The story of the crime needed only the testimony of a disinterested witness to make it complete. That came from the lips of a man named Louis Miller. He said:
“I was over in the office of Shellabarger’s livery stable. I heard some noise and when I opened the door and went out on the street I heard a woman halloo. I went over to Huston’s corner and asked some boys who were standing there to go over to Ritter’s. I went across the street and stood with one foot in the gutter and one on the pavement at Ritter’s. I saw Dernier and defendant come out of the door. I saw defendant using a knife and I cried out ‘You’ll kill that man!’ Defendant has one arm around Dernier’s neck and cut repeatedly with the other hand. The man who owns the house then ran up and the last time that defendant was going to strike he (Ritter) jerked the knife out of his hand. The defendant ran, and I followed him. He ran up Jefferson to the alley, and then through the alley to St. Clair st. and down St. Clair to Sixth. I stopped there for I saw I could not catch up with him.”

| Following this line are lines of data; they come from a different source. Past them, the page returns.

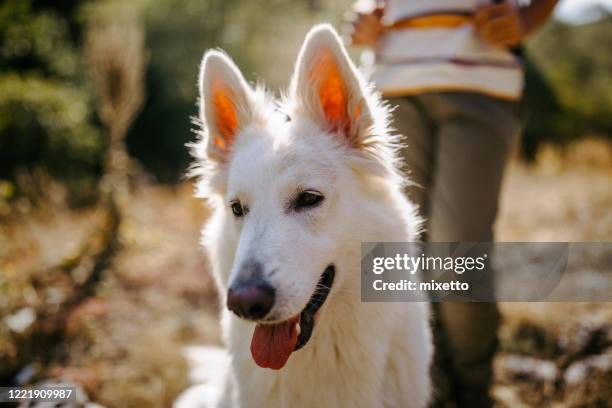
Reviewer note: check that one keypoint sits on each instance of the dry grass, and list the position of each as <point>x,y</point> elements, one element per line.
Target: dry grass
<point>565,196</point>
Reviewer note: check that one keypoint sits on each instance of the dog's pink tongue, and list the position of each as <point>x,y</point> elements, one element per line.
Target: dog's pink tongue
<point>272,344</point>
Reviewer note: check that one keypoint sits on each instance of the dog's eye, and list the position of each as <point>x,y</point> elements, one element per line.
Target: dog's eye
<point>237,209</point>
<point>308,199</point>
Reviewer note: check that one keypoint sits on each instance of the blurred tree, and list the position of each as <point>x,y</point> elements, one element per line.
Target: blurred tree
<point>572,95</point>
<point>45,106</point>
<point>46,100</point>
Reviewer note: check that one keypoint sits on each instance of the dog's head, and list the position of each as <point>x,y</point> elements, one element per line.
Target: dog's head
<point>287,181</point>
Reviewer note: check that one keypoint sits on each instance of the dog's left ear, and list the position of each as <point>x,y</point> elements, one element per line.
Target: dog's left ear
<point>327,86</point>
<point>225,103</point>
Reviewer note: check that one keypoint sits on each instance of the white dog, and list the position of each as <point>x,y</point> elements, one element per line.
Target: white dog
<point>296,187</point>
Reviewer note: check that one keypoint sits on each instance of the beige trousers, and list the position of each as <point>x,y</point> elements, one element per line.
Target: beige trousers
<point>457,146</point>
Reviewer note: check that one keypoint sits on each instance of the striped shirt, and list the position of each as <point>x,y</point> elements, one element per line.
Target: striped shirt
<point>433,46</point>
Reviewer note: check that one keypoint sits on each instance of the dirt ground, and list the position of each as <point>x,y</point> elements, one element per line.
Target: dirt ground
<point>124,343</point>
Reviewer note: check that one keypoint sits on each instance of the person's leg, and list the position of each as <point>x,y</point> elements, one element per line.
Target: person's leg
<point>474,137</point>
<point>418,130</point>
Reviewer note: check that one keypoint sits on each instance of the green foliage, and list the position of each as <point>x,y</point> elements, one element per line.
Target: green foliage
<point>46,115</point>
<point>47,105</point>
<point>572,95</point>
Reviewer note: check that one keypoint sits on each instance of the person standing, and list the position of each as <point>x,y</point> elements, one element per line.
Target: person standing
<point>453,71</point>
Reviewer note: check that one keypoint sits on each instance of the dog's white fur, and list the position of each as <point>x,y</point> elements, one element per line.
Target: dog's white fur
<point>360,354</point>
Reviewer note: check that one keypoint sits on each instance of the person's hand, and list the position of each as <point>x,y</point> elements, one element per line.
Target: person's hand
<point>500,24</point>
<point>365,29</point>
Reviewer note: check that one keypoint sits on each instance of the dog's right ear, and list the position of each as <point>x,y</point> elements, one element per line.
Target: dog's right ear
<point>225,103</point>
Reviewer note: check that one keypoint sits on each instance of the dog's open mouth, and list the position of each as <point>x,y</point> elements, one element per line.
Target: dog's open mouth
<point>272,344</point>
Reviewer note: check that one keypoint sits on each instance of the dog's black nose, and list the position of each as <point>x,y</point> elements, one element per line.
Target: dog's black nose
<point>251,299</point>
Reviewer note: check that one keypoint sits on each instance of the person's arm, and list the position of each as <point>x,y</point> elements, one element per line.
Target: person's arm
<point>507,25</point>
<point>365,23</point>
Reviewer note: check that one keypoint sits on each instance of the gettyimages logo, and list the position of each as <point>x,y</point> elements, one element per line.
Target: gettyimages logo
<point>412,264</point>
<point>484,272</point>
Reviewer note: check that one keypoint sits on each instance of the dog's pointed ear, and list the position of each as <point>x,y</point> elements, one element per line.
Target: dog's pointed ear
<point>327,86</point>
<point>225,103</point>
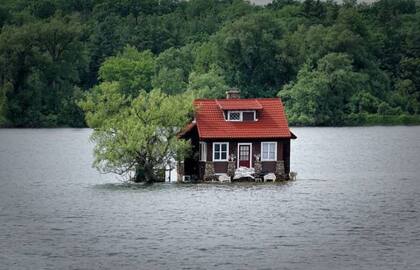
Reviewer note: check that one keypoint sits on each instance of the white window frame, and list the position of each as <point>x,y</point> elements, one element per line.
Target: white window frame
<point>214,152</point>
<point>235,120</point>
<point>240,115</point>
<point>203,151</point>
<point>250,154</point>
<point>262,151</point>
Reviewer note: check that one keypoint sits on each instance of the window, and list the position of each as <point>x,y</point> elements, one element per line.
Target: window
<point>203,151</point>
<point>235,116</point>
<point>241,116</point>
<point>220,151</point>
<point>269,151</point>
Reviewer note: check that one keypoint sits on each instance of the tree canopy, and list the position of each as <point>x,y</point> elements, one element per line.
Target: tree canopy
<point>333,64</point>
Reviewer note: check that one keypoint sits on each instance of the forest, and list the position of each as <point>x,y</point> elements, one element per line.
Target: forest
<point>332,64</point>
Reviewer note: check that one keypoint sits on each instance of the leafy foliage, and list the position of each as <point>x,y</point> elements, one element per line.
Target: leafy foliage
<point>333,64</point>
<point>136,135</point>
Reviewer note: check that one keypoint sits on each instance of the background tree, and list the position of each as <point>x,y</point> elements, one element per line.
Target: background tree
<point>51,52</point>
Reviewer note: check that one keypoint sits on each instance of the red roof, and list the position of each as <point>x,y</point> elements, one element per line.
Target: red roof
<point>239,104</point>
<point>211,124</point>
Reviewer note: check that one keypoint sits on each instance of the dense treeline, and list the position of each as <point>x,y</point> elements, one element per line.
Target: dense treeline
<point>332,64</point>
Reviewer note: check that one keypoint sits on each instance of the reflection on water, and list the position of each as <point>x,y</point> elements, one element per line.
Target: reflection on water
<point>355,205</point>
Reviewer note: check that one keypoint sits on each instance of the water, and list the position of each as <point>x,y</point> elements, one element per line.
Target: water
<point>355,205</point>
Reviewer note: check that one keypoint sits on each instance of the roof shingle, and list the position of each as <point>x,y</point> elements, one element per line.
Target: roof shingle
<point>211,124</point>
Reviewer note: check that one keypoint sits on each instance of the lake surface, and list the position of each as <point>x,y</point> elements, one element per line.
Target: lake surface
<point>355,205</point>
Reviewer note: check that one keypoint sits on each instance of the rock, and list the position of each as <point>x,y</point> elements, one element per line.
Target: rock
<point>270,177</point>
<point>224,178</point>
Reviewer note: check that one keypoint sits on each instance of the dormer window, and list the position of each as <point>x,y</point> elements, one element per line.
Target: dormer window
<point>235,116</point>
<point>241,116</point>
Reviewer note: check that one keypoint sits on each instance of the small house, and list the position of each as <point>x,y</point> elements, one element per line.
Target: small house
<point>230,133</point>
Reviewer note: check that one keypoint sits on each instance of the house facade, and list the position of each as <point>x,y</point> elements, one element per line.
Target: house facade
<point>230,133</point>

The story of the tragedy had been told and the mayor “thinking that the presumption was strong” that a murder had been committed, remanded Allen to the county jail without privilege of bail.
The crime created widespread excitement in Dayton at the time, since murders were far from numerous in those days. In fact, up to that time there had been but two murders for which capital punishment was inflicted. The first was the hanging of John McAfee on March 25, 1825, that event marking the first execution in the county. The second crime for which the death penalty was exacted was when Francis Dick murdered his mother-in-law. He was hung on the second Friday in September, 1854, less than three years before the event detailed above.
Apparently, Montgomery co. citizens were not eager to witness a repetition of that performance. And since premeditation could not be shown, and there had been a struggle during the commission of the crime, Allen escaped with his life. But he spent a long term of years in the state penitentiary.